Higher credit quality, lower default risk, attractive valuations
As European HY has evolved, not only has it expanded but it’s credit quality has improved too. European HY has a higher concentration of BB rated bonds and fewer CCC rated issuers than US HY. Comparing average credit ratings, the ICE European High Yield Index is rated BB-, while the ICE BofA US High Yield index carries a lower average rating of B+.
While European HY is diversified across sectors, US CCC bonds also tconclude to be concentrated in energy sectors that can be more volatile, adding additional risk.
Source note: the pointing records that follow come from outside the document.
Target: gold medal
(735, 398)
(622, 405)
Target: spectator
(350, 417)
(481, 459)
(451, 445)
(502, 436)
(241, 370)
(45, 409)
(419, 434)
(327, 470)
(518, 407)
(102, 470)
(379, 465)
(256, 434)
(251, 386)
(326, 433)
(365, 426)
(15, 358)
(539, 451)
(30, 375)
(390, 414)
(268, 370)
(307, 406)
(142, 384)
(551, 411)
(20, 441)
As a result, the higher credit quality, combined with strong fundamentals, has translated into lower default rates. The average default rate for US HY is 3.5%, while for Europe it stands at 2.6%.
Despite its higher credit quality, European HY currently offers higher yields than US, when hedged to euros. The yield-to-worst of the EUR HY index stood at 5.36%, compared to 4.68% for the US HY index when hedged to euros as at 30 June 2025. This presents a good opportunity to earn more without taking on additional credit risk, a rare opportunity for investors seeking both quality and yield.